Planning Your Day
How are you prioritizing your day as a maintenance technician? We do a lot of different things from a lot of different skills, uh, in using a lot of different trades. I mean, just think about today, for instance, many maintenance technicians. You begin the day by working on curb appeal, meaning you're running around the property picking up trash or debris that was left behind or has fallen behind.
From that point, maybe you go and perform, make ready repairs, and make ready repairs. You're an inspector, you are documenting expenses, you are communicating with the office and vendors. And then finally, you're actually getting to do the work, which may mean things as diverse as installing caulking, replacing a toilet, uh, uh, charging an air conditioning unit.
All of these different tasks happen before lunch. Then after lunch, we go to do service requests, which if you take a look at the handle, the quantity of service requests that are in your app, chances are they pull from trades like electrician, plumber, carpenter, locksmith. All of these things happen. So that means.
With a day that's in front of us with myriad tasks of an infinite amount of skill sets. It's important to have a process to triage or to order what happens first to what happens last on a daily basis. It's good idea at this point to ensure that you are on your, on the same page with your property manager.
Your community leader needs to have an understanding of what's going on in a daily basis because those priorities that we end up following may change on a dime. Begin with prioritizing with what is the most important part. Now, arguably the most important part is the outward perception. Because on an apartment main MA apartment property, we are a business first and foremost.
That means it needs to be attractive to customers when we have vacant apartments that we need people to move into, which is always, we need new people to want to come to our property, therefore. The highest priority items are those that make it attractive to other residents. This is why I started in the example with picking up trash, ensuring the outward appearance of the property is pleasing to new residents.
Frequently, that's called curb appeal, and often that takes the highest priority every day of scheduled tasks. Because you and I both know that maintenance is based on things breaking. We are at the property and we are to respond when things break. So another idea or another thing to ensure that we are on the same page with our property manager is on the priority of things.
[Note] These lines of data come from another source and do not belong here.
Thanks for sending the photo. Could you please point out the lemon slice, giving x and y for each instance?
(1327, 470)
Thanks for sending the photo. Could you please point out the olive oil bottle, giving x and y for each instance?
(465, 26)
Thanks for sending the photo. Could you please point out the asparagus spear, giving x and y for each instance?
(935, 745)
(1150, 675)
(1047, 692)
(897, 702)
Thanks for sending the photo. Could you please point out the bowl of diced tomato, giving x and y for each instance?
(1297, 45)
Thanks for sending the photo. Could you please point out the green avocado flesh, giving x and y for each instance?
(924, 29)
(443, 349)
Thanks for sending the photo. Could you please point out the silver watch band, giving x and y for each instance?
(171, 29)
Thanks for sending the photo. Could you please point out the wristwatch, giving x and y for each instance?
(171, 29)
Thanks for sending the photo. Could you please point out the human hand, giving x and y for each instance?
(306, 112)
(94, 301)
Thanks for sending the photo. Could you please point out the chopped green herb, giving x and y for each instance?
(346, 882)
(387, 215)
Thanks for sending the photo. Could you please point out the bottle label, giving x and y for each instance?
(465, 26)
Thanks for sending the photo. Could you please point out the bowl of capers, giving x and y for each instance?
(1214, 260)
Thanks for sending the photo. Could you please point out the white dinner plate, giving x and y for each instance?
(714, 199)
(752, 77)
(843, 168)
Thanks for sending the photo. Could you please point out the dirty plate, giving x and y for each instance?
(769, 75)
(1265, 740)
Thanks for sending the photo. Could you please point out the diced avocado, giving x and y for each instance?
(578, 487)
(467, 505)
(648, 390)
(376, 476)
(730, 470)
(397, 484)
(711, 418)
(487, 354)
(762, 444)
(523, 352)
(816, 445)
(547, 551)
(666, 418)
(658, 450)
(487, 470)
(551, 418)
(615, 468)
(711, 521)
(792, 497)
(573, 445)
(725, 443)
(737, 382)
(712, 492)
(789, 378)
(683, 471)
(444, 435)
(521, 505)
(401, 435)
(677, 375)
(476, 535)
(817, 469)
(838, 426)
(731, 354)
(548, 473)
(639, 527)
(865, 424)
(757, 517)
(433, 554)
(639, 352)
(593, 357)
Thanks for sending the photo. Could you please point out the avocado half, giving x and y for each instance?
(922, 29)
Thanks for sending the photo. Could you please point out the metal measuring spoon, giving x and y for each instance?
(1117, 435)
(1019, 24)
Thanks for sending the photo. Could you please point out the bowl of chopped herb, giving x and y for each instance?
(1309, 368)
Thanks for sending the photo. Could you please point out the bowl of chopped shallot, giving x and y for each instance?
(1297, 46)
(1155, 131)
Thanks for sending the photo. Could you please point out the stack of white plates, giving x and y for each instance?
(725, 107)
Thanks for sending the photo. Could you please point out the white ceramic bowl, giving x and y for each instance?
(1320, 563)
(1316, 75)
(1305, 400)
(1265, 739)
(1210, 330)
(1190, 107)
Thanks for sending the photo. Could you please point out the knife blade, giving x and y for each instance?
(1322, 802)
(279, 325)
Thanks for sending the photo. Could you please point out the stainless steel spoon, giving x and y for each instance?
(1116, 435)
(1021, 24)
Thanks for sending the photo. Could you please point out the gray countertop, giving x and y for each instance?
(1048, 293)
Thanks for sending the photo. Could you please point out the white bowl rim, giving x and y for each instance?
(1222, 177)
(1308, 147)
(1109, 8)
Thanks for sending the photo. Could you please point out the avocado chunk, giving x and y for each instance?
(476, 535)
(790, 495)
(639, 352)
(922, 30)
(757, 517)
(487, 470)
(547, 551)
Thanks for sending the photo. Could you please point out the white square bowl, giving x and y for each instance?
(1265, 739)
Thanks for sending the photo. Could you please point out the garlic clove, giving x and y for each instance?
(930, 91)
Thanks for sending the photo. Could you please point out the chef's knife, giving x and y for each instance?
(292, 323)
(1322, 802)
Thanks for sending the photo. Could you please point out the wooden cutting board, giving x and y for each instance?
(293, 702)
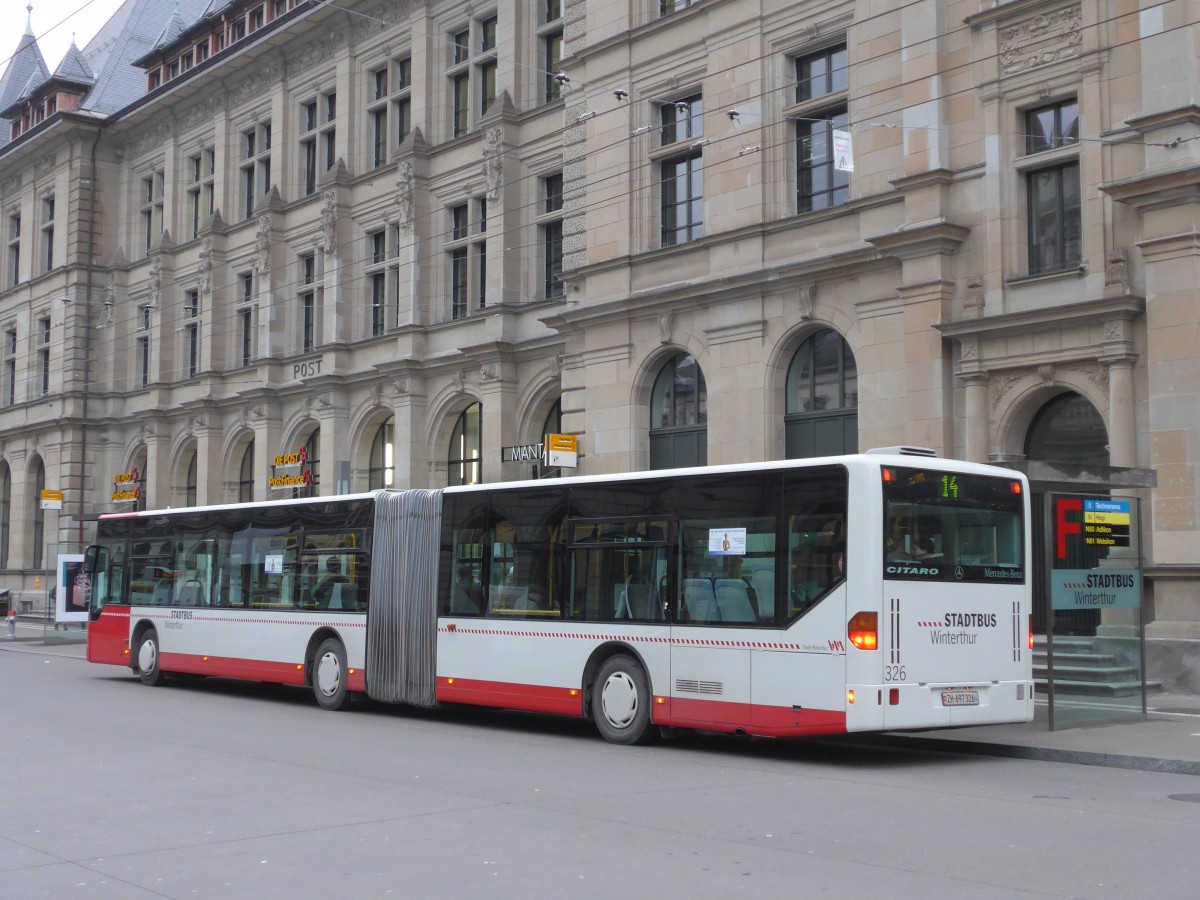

The frequent statement for prioritizing is fire, flood, or blood. That means that anything that puts our building into jeopardy of a intentional or unintentional nature that we can prevent should be done preventing pipe breaks so that we cause a flood preventing. Um. Issues that are of a life safety nature, such as fire performing electrical repairs, or if a resident calls and says that something is sparking or could cause a fire.
These are items that end up getting put to the front of any, any prioritization. The third part of that, the blood part that's preventing injury. But here we're talking about injury to any person. That means that high priority items are those that can injure a resident and employee, or even for us maintenance technicians, the one that is frequently forgot us using.
The skills of ensuring that we're on the same page with our property manager and having a plan at the beginning of every day that that plan includes what is important to our property manager is a great place to start prioritizing the tasks that we must complete every single day.